Decided On August 05, 1998
SAT PAL Appellant
V/S
STATE OF HARYANA Respondents

JUDGEMENT

(1.) THE present revision petition has been filed by Sat Pal challenging the judgment of the learned Additional Sessions Judge, Bhiwani dated 7.12.1987 and that of the learned Chief Judicial Magistrate, Bhiwani dated 14.8.1987/19.8.1987. The learned trial-court had held the petitioner guilty of the offence punishable under Section 16(1)(a)(i) of the Prevention of Food Adulteration Act, 1954. He was sentenced to undergo rigorous imprisonment for one year and a fine of Rs. 3,000/-. In default of payment of fine, the petitioner was to undergo further rigorous imprisonment for a period of six months. He had preferred an appeal which was dismissed but the sentence was reduced to six months rigorous imprisonment and the fine was reduced to Rs. 1,000/-.

(2.) THE relevant facts are that on 31.12.1982 Food Inspector Chand Ram accompanied by Dr. G.S. Narula visited the business premises of the petitioner. The Food Inspector disclosed his identity and served a notice in Form VI to the petitioner. Wheat flour was purchased from the petitioner on payment of Rs. 1.20 against a receipt. The wheat flour purchased was stirred and thereafter placed into three dry and clean bottles. The bottles were labelled and securely fastened in accordance with the procedure. The paper slip with the signatures of the Local Health Authority was pasted. The signatures of the petitioner were taken on the sample and affixed in such a manner that paper slip and wrapper carried part of the signatures. The papers were further secured by means of a strong thread. It was fastened on the paper cover by means of a sealing wax bearing the seal impression of Dr. Narula. The sample was seized in the presence of Roop Singh besides Dr. Narula. One sealed bottle was sent to the Public Analyst. The other two bottles were handed over to the Local Health Authority with seals intact alongwith two copies of the memo. A copy of the memo and specimen impression of the seal were sent to the Public Analyst separately. Report was received. It was found to have ash insoluble in dil. HCl 0.2% against the maximum prescribed standard of 0.15% and grit 0.1%. The complaint was filed against the petitioner.
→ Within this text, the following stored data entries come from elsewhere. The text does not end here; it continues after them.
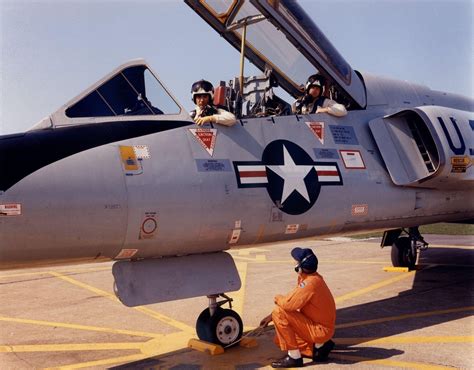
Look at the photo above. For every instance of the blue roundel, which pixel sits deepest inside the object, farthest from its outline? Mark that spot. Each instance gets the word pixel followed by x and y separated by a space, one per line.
pixel 292 178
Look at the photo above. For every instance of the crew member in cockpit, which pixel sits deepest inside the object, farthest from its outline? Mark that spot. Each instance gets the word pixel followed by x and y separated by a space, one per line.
pixel 203 94
pixel 314 102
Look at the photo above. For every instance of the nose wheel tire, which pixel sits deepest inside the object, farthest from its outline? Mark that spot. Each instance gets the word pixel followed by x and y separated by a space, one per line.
pixel 402 253
pixel 224 327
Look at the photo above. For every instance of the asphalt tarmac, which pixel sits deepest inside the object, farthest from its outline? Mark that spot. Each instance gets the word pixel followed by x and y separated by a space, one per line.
pixel 69 317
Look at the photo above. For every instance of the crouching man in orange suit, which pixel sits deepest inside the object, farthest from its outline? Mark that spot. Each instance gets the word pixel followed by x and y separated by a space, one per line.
pixel 305 318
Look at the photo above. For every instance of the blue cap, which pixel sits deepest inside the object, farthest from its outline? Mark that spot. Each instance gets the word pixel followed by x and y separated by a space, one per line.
pixel 306 258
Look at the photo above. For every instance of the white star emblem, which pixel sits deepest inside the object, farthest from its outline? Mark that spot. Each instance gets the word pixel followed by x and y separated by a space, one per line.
pixel 293 175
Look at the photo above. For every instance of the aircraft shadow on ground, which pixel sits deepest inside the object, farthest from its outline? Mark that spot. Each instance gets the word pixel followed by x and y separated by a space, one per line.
pixel 444 283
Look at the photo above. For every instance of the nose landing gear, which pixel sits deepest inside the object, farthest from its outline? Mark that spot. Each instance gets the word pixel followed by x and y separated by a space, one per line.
pixel 405 249
pixel 218 325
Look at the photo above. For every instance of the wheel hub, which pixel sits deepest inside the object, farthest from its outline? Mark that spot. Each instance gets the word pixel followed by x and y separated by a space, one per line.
pixel 227 330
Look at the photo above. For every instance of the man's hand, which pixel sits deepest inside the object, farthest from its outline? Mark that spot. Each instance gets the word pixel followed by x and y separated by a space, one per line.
pixel 265 321
pixel 202 120
pixel 278 298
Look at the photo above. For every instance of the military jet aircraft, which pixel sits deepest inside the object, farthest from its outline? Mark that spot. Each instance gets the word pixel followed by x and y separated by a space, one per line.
pixel 121 172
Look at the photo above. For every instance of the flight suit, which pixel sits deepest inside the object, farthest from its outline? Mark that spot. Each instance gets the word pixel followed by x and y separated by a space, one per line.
pixel 305 316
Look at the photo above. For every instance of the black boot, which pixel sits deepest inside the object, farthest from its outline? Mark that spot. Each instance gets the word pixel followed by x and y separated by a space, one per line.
pixel 286 362
pixel 321 354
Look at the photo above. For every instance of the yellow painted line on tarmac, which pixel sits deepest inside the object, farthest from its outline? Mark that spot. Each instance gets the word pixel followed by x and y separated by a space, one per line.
pixel 82 327
pixel 356 262
pixel 403 317
pixel 373 287
pixel 88 287
pixel 405 340
pixel 145 310
pixel 154 347
pixel 95 269
pixel 107 361
pixel 441 246
pixel 395 363
pixel 71 347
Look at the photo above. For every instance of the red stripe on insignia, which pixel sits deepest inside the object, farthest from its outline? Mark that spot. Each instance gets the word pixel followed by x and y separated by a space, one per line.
pixel 253 174
pixel 328 173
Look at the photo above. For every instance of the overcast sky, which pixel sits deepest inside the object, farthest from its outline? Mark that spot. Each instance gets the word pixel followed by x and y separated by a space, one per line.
pixel 52 50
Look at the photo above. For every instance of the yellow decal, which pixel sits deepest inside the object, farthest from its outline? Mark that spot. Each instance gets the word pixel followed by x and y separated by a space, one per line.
pixel 129 158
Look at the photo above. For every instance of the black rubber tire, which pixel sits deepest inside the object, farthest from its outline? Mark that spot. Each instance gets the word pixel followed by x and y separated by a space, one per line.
pixel 224 327
pixel 402 255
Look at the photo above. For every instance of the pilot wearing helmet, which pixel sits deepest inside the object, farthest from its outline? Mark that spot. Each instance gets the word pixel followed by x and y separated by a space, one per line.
pixel 314 102
pixel 305 318
pixel 203 94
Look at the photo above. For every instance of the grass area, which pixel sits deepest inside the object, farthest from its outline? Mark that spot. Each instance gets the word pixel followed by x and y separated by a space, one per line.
pixel 439 228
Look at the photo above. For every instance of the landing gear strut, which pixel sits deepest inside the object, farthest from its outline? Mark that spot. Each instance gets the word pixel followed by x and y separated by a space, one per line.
pixel 218 325
pixel 405 249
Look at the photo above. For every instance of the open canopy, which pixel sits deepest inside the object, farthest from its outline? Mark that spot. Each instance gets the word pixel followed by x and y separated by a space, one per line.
pixel 281 35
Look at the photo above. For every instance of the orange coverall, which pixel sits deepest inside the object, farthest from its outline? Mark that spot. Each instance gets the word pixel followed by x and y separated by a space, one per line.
pixel 305 316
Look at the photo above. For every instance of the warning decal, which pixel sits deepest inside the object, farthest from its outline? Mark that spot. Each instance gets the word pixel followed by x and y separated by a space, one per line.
pixel 148 226
pixel 206 137
pixel 141 152
pixel 460 164
pixel 292 228
pixel 318 130
pixel 13 209
pixel 126 253
pixel 360 210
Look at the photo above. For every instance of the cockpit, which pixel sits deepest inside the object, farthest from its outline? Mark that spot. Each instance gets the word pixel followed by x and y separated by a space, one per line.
pixel 277 36
pixel 131 92
pixel 282 40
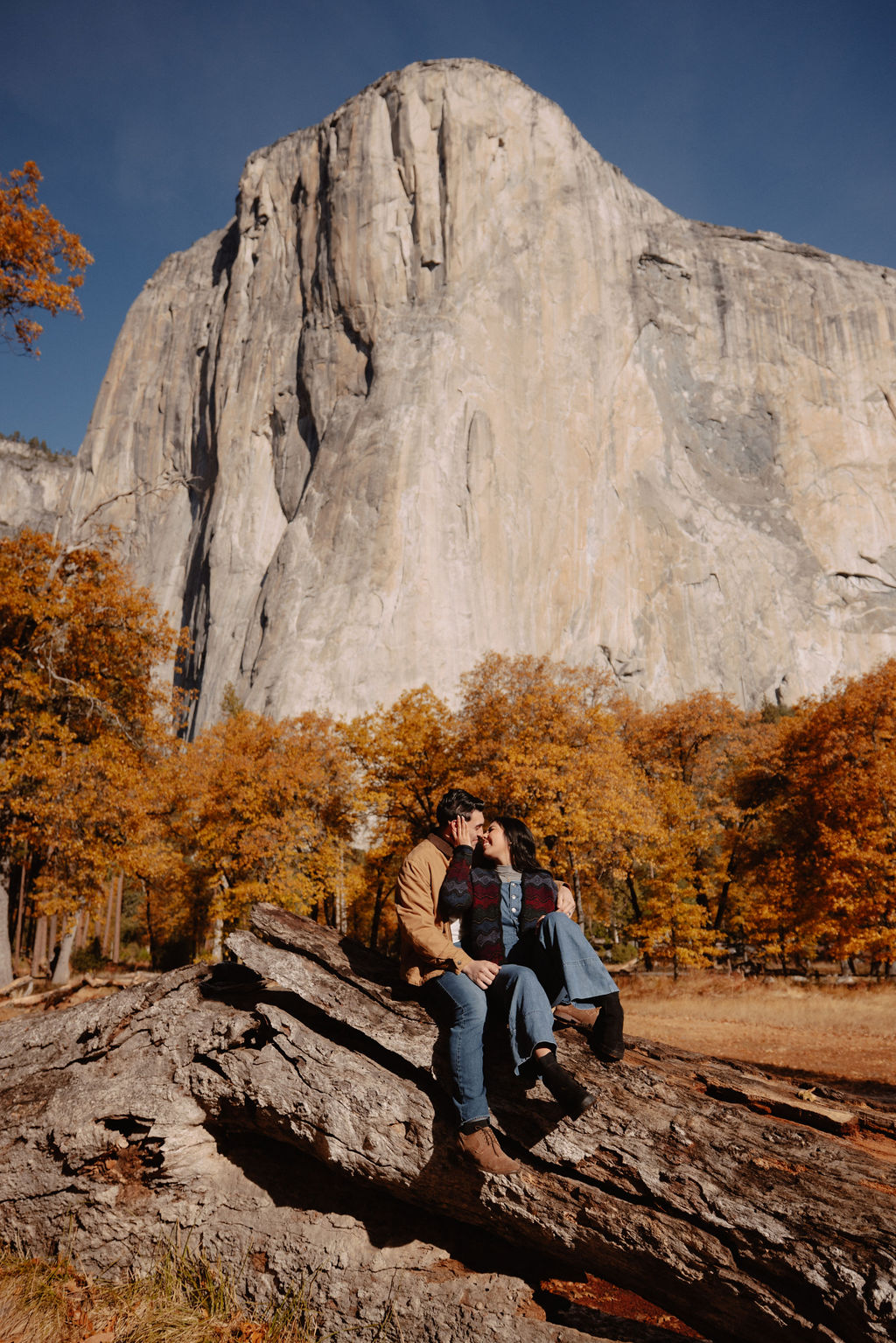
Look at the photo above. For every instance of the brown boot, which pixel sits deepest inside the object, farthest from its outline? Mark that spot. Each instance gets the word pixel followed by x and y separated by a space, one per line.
pixel 482 1149
pixel 569 1016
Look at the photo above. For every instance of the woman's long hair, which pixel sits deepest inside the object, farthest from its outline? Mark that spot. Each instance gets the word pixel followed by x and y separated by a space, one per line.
pixel 522 843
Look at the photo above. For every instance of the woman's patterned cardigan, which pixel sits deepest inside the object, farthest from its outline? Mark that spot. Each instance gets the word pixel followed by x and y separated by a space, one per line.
pixel 477 891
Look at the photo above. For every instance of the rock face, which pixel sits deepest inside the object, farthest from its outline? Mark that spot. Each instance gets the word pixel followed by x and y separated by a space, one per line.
pixel 449 383
pixel 34 486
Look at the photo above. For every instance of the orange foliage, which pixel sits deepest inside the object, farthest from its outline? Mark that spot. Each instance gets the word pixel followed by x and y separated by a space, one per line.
pixel 32 245
pixel 542 745
pixel 823 863
pixel 251 810
pixel 80 713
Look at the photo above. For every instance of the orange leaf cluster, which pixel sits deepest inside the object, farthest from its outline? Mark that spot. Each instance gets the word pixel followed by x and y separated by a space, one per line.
pixel 34 248
pixel 693 829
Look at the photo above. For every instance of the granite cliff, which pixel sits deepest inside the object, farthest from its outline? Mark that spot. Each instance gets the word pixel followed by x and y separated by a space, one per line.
pixel 35 486
pixel 451 383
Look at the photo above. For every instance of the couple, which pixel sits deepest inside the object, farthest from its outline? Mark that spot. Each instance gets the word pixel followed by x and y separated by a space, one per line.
pixel 494 931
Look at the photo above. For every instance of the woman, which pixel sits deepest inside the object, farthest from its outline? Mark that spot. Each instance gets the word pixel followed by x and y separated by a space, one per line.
pixel 539 956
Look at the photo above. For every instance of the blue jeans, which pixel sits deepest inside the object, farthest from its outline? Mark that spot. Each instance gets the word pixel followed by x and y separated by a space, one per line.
pixel 457 1002
pixel 550 964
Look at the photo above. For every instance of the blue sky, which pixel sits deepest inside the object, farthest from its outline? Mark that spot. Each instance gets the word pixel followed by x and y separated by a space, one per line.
pixel 777 115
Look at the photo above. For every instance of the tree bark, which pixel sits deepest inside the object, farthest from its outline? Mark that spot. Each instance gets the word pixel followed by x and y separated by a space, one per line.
pixel 5 948
pixel 715 1192
pixel 62 970
pixel 39 951
pixel 116 936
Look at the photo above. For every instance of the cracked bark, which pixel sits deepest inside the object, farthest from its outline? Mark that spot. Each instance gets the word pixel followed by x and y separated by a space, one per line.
pixel 710 1189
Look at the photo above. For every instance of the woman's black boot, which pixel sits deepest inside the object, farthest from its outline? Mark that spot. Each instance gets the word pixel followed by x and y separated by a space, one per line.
pixel 569 1094
pixel 606 1033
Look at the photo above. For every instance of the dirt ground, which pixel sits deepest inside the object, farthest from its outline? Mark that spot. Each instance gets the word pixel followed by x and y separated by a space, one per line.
pixel 843 1032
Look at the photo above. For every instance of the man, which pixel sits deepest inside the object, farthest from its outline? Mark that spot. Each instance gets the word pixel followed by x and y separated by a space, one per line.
pixel 452 983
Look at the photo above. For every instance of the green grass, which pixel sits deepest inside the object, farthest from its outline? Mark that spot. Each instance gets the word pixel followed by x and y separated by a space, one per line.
pixel 185 1299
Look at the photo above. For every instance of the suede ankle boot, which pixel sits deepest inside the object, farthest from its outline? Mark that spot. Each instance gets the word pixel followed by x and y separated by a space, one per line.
pixel 569 1094
pixel 606 1033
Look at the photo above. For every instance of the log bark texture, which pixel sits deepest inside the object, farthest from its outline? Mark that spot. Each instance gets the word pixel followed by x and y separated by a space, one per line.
pixel 298 1120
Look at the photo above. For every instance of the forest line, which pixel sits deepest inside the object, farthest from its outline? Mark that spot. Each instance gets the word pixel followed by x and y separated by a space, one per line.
pixel 692 833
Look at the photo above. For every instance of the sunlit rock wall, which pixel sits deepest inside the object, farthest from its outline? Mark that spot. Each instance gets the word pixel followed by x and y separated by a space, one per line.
pixel 451 383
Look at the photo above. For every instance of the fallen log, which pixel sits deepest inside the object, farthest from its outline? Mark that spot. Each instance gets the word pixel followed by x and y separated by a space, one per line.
pixel 720 1194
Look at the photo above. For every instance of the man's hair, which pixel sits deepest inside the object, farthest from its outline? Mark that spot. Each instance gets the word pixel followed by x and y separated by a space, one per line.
pixel 457 802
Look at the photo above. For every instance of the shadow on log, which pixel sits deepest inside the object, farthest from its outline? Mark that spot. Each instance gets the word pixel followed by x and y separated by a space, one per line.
pixel 289 1109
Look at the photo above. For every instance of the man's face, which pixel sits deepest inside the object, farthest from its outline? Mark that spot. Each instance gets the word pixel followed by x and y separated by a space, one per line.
pixel 474 825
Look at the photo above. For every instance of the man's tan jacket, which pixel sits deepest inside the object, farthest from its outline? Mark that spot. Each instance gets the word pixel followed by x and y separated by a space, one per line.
pixel 426 939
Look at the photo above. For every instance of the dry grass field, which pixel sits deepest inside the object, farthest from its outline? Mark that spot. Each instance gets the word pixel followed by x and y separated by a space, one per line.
pixel 837 1032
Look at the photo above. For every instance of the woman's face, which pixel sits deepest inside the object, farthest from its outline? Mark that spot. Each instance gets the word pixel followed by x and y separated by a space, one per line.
pixel 494 845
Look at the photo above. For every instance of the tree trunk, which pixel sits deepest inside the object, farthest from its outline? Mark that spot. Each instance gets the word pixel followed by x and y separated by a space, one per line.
pixel 633 896
pixel 52 939
pixel 62 970
pixel 5 950
pixel 378 913
pixel 577 889
pixel 105 946
pixel 718 1193
pixel 116 938
pixel 20 913
pixel 39 953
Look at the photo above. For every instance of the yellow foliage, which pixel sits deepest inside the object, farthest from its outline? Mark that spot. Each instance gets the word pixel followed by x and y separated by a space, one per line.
pixel 32 245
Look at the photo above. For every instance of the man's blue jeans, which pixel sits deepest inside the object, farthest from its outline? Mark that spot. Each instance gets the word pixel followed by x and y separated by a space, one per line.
pixel 554 963
pixel 456 1002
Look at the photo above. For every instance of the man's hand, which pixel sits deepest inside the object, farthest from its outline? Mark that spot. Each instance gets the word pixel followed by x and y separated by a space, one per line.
pixel 566 901
pixel 459 831
pixel 481 973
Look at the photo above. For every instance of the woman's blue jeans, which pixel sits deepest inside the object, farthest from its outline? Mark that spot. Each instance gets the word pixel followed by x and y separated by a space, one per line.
pixel 554 963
(3.) LEARNED counsel for the petitioner in the first instance urged that the wheat flour so seized was not meant for sale and, therefore, in the facts of the case, the trial Court as well as the learned Additional Sessions Judge were in error. It has already been noted above that the learned trial Court held that the wheat flour was sold by the petitioner. In fact such a plea was never raised before the trial Court so specifically. The first Appellate court has rejected this contention. Reliance in this regard was placed on the well known decision in the case of Nirmal Kumar and another v. State, 1987 Criminal Law Journal 46. The said finding so arrived at is based on the material on the record. This Court would be slow to interfere unless the findings are perverse, absurd or there is total mis-carriage of justice. It is not so in the present case. This contention, therefore, must fail.